Und dennoch hatte ich haufenweise Zweifel. Hin- und hergerissen zwischen Fassungslosigkeit und Widerstand kam ich damals aus der kleinen Wohnung, in der er mich empfangen hatte. Ich war fassungslos, weil er mir eine unglaubliche Anzahl von sehr präzisen Details über meinen Bruder gegeben hatte, über sein Leben, seinen Charakter, die besonderen Umstände seines Todes und so weiter. Details, die er objektiv gesehen nur von einer einzigen Person erfahren konnte: von meinem Bruder selbst, der seit fünf Jahren tot war!
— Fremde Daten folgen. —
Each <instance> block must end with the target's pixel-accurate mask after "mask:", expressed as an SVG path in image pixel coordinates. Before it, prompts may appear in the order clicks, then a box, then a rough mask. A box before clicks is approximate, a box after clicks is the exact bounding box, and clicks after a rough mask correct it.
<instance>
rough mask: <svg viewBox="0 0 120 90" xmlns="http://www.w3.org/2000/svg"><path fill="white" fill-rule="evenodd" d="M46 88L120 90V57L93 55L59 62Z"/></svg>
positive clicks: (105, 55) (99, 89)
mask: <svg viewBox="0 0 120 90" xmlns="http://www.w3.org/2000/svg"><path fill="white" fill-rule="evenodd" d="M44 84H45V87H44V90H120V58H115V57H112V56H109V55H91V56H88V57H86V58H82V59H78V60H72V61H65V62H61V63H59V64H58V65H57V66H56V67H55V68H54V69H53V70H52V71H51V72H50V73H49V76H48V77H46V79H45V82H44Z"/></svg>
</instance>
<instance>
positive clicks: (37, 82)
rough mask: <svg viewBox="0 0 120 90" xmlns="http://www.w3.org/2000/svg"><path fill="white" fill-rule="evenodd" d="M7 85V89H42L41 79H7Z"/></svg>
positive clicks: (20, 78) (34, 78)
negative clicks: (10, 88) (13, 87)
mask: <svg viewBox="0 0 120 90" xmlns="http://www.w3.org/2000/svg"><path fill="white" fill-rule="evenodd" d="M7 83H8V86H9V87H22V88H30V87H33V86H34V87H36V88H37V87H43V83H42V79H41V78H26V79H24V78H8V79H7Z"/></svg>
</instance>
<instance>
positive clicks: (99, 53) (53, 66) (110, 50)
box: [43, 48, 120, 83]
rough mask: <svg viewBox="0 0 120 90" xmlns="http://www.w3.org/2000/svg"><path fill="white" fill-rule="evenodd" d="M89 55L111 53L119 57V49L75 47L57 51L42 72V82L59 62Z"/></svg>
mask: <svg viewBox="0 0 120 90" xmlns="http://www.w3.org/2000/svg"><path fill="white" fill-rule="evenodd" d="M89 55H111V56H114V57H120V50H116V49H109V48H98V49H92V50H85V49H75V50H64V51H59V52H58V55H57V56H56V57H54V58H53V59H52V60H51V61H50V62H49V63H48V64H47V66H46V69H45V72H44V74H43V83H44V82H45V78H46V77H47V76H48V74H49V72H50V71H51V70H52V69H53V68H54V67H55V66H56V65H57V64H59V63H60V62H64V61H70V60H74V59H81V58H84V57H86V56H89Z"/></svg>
Und ich fühlte einen Widerstand, weil mein Verstand das, was so eindeutig war – mein Bruder hat nach seinem Tod zu mir gesprochen –, noch nicht bereit war zu akzeptieren.
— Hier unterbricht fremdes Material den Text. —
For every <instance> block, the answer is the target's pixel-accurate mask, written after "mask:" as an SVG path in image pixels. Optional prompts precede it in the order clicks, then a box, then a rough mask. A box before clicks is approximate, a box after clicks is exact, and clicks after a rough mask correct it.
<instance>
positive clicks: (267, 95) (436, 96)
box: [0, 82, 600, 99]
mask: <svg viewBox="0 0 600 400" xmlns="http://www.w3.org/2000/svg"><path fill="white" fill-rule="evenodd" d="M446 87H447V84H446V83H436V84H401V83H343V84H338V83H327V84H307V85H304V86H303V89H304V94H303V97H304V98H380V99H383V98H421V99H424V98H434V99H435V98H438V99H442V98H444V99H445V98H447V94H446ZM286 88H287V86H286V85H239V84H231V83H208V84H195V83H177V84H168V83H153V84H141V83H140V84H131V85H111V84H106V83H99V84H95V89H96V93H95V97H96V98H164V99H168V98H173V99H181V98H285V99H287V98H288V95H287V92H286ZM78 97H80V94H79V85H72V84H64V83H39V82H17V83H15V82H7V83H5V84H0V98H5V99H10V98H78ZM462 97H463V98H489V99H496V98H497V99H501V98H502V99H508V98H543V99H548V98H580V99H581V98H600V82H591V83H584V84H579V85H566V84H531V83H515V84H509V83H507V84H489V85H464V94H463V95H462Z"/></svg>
Dieser Widerstand ist hartnäckig und klammert sich am geringsten Zweifel fest, am geringsten Anlass, der sich ihm bietet. An diesem Tag im November 2006 störte mich zum Beispiel, dass Henry zu keinem Zeitpunkt erwähnt hat, dass mein Bruder Thomas hieß. Er hatte ganz genau beschrieben, wie er damals bei einem Autounfall ums Leben gekommen war, seine Kopfverletzung, den Ort, an dem es passierte, aber er hatte seinen Namen nicht genannt. Das schien mir paradox. Henry behauptete, dass mein Bruder sich mit uns im Raum befand, wieso sagte er also nicht ganz einfach: »Ach, übrigens, sag ihm, dass ich Thomas heiße.«? Das schien mir unbegreiflich, unlogisch, und diese Kleinigkeit stellte die absolut unerklärliche Realität infrage: Henry hatte mir sehr viele andere richtige Informationen mitgeteilt.
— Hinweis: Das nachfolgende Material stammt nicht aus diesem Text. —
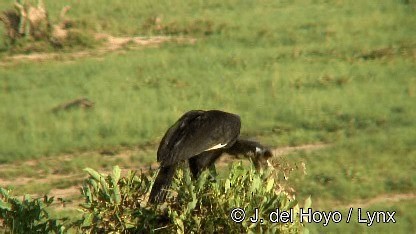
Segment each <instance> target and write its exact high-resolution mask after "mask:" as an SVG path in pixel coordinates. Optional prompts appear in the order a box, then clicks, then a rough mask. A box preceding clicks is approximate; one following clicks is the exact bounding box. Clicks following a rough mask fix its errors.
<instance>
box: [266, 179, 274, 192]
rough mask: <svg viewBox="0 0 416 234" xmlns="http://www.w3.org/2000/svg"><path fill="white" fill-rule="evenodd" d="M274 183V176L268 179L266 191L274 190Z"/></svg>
mask: <svg viewBox="0 0 416 234" xmlns="http://www.w3.org/2000/svg"><path fill="white" fill-rule="evenodd" d="M273 185H274V179H273V177H270V178H269V179H268V180H267V183H266V191H267V192H269V191H271V190H272V188H273Z"/></svg>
Inzwischen habe ich den Grund für diesen scheinbaren Widerspruch erfahren. Und es liegt mir viel daran, dies mit den sechs Medien zu erforschen, die sich bereit erklärt haben, sich dem Experiment zu unterziehen, das ich ihnen vorgeschlagen habe. Sehr kurzgefasst, denn dieser Punkt ist entscheidend, und ich werde im Laufe des Buches immer wieder darauf zurückkommen: Der Teil des Gehirns des Mediums, der die Worte, Bilder und Informationen der Verstorbenen erfasst, ist nicht derselbe Teil des Gehirns, der diese Informationen für die lebende Person – den Klienten – verbalisiert. Die Forscherin Julie Beischel hat mir das bei einem Gespräch erklärt, das ich mit ihr in Tucson, Arizona, vor ein paar Jahren geführt habe: »Namen und Daten bereiten vielen Medien Probleme. Ich denke, dies ist darauf zurückzuführen, dass diese Informationen von der linken Gehirnhälfte abhängen. Ein Name ist ein Etikett, und Zahlen und Etiketten werden von der linken Gehirnhälfte verarbeitet. Wir glauben, dass Medialität ein Prozess ist, der sich hauptsächlich in der rechten Gehirnhälfte abspielt. Die Informationen, die normalerweise von der linken Gehirnhälfte gefiltert werden, sind also schwerer zu erfassen und zu interpretieren.«
Man kann eine Parallele zu den ersten Sekunden nach dem Erwachen ziehen. In diesem Augenblick kann es passieren, dass Sie noch Ihren letzten Traum im Sinn haben. Er ist noch da, Sie spüren ihn, seine Erinnerung sitzt noch in Ihnen fest, mit allem, was er in Ihnen heraufbeschworen hat. Aber dann machen Sie eine Bewegung im Bett, und noch bevor Sie überhaupt aufstehen, zerfällt der Traum. Wenn Sie versuchen, ihn aufzuschreiben oder ihn Ihrer Lebensgefährtin oder Ihrem Lebensgefährten zu erzählen, zerstören seltsamerweise die Worte, die Sie verwenden, einen Teil des Traums. Indem Sie ihn erzählen oder aufschreiben, reduzieren Sie ihn zu Wörtern. Er fügt sich neu zusammen. Er wird beinahe etwas anderes. Tatsächlich ist es so, dass Sie von der rechten Gehirnhälfte, die geträumt hat, zur linken Gehirnhälfte gewechselt sind, die nun versucht, den Traum zu beschreiben. Doch irgendetwas stimmt nicht. Und dennoch spüren Sie noch vage ein paar Teile des Traums: Da war noch mehr … ein Detail ist Ihnen entglitten … die Farbe war doch … wie soll ich es ausdrücken? Nein, trotz Ihrer Bemühungen schaffen Sie es nicht, die richtigen Worte zu finden. Haben Sie das schon einmal erlebt? Für ein Medium verläuft es ähnlich, wie wir erfahren werden: Es muss während einer Sitzung gleichzeitig im Traum verbleiben, diesem feinsinnigen Raum von sensitiven Wahrnehmungen, in dem er mit den Verstorbenen in Kontakt ist, und ihn Ihnen mit Worten mitteilen. Die Fähigkeit, dieses ständige Hin und Her zu meistern, ohne seine Wahrnehmungen zu beeinträchtigen, ist das Geheimnis eines guten Mediums.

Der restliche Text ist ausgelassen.